Now, what is Python? Python is a programming language which can be used, among other things, for developing desktop applications, websites, web applications. So there’s lots of functionality that you can import into Power Bi. And again, we’ll click on the visualization. If this was your first time, you’d be asked to enable the script visuals and again you would drag any values through. And we have the start of your data frame and the same buttons here. So R and Python allow you to extend programmatically in different ways your analysis. So if you’re familiar with either one, then you can use Power Bi to do the end visualizations for your R or Python scripts.
- End of Part 1
Well done. You’ve made it to the end of part one. All about visualizing data. Now, on screen you can see all of the requirements of the DA 100 exam. So you should have a look at all of these items that are in yellow and show yourself. Yes, I can do all of these. So, looking at the top section, for instance, creating reports, we spent a lot of time on various visualizations, so you should be able to choose appropriate types and format and configure it, design it for accessibility, apply slicing and filtering and all the rest. Enriching reports for Usability.
You’ve seen how to configure BOOKMARKS, configure interactions between visuals, do sorting, configure sync slices, export report data and all the other things that you can see there. At eleven we are enhancing reports to export insights or conditional formatting slices and filtering.
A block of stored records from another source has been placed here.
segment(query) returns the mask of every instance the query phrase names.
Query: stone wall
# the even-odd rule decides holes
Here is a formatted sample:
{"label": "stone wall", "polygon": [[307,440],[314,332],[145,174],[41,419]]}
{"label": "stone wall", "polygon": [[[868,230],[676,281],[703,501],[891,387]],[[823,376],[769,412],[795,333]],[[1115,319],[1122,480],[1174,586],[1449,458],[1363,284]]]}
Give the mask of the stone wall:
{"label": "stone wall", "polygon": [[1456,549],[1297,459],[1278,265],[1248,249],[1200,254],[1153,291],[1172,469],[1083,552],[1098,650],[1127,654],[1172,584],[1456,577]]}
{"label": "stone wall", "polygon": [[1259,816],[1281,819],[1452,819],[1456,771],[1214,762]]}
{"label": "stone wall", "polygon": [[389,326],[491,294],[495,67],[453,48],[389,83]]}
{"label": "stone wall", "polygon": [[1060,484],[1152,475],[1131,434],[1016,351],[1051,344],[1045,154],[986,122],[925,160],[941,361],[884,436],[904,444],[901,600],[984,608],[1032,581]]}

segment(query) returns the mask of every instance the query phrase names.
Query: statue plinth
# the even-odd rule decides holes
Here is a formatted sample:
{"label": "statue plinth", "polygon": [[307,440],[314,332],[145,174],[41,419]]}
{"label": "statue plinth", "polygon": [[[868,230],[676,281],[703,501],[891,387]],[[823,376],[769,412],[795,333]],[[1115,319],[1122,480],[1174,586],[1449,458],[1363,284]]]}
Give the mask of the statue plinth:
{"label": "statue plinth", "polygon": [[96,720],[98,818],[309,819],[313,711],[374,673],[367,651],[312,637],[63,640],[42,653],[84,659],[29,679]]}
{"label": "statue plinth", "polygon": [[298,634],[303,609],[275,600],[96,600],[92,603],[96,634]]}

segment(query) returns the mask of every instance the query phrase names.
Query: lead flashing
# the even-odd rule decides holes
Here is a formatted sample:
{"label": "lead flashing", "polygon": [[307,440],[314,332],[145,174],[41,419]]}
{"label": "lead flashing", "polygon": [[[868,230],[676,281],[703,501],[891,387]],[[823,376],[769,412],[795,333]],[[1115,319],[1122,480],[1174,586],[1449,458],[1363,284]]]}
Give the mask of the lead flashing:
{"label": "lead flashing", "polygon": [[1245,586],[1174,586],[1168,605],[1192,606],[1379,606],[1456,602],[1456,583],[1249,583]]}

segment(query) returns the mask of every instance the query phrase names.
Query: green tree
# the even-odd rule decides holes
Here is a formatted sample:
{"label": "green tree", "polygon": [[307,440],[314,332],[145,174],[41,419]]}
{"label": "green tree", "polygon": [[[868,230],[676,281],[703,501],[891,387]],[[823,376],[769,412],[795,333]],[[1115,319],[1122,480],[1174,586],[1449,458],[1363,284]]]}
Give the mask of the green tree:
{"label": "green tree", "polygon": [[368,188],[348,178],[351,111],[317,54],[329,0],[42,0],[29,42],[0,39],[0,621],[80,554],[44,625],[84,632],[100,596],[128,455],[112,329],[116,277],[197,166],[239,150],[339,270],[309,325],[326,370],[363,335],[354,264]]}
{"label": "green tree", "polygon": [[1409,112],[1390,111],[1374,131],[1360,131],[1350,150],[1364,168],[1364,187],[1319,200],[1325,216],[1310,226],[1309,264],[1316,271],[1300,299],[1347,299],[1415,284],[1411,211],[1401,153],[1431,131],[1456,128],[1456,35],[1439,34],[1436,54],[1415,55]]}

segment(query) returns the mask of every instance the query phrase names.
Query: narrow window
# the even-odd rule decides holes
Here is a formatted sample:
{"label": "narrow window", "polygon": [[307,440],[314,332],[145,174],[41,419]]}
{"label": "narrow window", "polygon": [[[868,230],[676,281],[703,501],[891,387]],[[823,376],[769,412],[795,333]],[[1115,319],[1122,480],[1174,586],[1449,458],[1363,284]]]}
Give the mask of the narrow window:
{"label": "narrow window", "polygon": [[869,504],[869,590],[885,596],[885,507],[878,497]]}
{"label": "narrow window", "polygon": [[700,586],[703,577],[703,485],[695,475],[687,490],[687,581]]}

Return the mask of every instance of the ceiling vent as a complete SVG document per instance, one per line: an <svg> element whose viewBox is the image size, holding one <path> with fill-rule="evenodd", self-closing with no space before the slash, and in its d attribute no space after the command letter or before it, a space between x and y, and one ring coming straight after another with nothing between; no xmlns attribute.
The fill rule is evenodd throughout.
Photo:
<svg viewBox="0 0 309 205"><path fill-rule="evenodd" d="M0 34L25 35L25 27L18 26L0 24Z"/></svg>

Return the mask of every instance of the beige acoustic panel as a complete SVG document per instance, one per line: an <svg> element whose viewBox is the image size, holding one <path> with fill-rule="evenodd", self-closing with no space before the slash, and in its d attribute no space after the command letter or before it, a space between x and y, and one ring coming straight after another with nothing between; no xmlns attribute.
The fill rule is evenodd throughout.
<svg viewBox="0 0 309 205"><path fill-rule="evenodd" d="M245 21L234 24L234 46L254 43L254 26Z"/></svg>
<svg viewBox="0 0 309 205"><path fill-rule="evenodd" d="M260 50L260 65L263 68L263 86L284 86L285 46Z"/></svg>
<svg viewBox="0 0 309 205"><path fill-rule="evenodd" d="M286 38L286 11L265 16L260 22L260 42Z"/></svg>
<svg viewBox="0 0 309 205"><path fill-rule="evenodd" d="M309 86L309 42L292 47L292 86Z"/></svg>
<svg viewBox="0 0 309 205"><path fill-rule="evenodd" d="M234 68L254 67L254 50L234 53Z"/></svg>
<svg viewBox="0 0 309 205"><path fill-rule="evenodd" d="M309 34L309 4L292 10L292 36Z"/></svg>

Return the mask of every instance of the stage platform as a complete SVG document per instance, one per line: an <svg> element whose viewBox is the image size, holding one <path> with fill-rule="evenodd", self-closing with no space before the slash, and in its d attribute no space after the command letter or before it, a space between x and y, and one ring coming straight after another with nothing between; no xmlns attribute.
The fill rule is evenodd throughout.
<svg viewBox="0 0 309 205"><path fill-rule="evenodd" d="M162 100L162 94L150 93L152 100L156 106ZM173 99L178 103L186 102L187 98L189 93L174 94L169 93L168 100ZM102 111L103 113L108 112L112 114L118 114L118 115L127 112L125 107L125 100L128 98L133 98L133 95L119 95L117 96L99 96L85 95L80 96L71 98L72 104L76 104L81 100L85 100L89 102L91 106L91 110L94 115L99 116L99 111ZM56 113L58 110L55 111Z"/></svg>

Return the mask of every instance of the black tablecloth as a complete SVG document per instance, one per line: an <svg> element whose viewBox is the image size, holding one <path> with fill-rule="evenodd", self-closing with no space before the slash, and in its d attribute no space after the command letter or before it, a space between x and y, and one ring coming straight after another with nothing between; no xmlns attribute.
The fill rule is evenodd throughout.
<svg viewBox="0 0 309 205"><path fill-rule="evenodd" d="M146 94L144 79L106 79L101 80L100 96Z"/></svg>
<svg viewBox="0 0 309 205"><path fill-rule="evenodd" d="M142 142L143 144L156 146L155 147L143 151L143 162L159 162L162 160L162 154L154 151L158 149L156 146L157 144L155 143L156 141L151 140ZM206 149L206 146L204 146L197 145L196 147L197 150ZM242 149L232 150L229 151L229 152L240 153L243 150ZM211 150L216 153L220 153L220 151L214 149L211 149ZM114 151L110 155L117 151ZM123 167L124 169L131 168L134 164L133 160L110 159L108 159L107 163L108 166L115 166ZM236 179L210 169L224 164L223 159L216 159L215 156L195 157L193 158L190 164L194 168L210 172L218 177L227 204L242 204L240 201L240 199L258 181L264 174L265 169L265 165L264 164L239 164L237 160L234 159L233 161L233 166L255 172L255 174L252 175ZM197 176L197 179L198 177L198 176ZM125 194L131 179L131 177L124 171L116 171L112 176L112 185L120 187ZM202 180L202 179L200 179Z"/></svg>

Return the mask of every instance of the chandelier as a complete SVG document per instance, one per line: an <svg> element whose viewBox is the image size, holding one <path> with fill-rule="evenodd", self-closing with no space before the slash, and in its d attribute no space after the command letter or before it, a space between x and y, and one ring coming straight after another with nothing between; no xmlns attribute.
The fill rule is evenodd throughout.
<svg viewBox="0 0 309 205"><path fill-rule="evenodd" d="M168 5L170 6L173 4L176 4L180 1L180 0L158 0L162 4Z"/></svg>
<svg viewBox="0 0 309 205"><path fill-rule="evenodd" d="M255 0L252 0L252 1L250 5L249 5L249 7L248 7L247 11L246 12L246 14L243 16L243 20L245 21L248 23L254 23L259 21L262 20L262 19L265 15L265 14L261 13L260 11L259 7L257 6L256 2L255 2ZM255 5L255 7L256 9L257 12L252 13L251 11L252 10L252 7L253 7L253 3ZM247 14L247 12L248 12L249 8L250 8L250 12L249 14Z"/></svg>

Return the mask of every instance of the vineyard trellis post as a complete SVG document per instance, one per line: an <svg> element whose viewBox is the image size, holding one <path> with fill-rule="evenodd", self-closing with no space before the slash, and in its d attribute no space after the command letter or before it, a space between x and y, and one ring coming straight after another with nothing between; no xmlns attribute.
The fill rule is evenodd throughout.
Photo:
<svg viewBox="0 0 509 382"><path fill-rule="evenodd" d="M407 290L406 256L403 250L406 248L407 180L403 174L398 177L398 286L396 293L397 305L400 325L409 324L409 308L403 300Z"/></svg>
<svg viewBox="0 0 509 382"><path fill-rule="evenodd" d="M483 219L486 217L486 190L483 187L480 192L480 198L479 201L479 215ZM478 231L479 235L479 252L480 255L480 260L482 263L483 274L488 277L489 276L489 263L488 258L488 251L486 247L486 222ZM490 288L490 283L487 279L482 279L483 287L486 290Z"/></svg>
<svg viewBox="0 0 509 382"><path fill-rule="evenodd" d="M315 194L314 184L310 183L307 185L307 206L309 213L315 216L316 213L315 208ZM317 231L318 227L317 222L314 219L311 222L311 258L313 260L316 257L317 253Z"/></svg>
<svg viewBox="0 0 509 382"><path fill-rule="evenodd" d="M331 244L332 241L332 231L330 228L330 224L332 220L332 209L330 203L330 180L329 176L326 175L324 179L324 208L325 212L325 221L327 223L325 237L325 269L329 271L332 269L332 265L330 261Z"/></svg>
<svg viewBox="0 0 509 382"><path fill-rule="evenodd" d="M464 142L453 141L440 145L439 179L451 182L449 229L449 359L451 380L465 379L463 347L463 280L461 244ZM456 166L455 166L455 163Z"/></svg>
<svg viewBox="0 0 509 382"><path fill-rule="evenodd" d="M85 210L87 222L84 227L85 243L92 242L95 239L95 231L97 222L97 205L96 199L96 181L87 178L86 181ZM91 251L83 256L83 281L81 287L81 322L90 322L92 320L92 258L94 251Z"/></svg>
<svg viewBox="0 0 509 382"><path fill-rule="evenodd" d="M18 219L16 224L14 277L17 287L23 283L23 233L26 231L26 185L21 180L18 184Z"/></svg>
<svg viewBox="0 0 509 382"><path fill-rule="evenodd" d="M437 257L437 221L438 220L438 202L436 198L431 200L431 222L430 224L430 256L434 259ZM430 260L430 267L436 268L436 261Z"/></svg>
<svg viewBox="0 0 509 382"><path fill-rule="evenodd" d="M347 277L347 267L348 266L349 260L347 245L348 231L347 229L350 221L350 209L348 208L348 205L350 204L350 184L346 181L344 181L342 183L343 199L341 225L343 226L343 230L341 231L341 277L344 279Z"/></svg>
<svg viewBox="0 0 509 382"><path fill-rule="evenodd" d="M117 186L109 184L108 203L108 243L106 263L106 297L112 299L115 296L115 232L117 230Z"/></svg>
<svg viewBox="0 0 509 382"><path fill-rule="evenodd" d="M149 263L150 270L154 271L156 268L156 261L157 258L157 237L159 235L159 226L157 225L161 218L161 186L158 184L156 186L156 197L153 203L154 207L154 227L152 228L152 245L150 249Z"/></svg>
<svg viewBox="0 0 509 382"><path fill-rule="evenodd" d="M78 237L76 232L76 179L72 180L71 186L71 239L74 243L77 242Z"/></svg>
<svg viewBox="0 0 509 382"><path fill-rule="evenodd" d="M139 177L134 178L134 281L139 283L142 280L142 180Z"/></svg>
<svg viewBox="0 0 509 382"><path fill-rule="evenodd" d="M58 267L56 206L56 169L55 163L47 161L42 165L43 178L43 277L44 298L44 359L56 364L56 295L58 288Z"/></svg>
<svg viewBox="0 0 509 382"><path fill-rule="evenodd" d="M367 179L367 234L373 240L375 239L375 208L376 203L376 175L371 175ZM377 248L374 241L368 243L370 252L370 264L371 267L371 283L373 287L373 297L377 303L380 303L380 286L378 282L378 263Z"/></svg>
Again performing a top end analysis using a Q and A visuals, creating reference lines, and then at twelve, performing an advanced analysis. So this is largely what we’ve been doing in the previous section. So identifying outliers using groupings and binnings and key influences and decisions, composition, tree visuals. So take a moment, just have a look at this list, just to say I have learned all of this and then take a deep breath and I’ll see you in part two.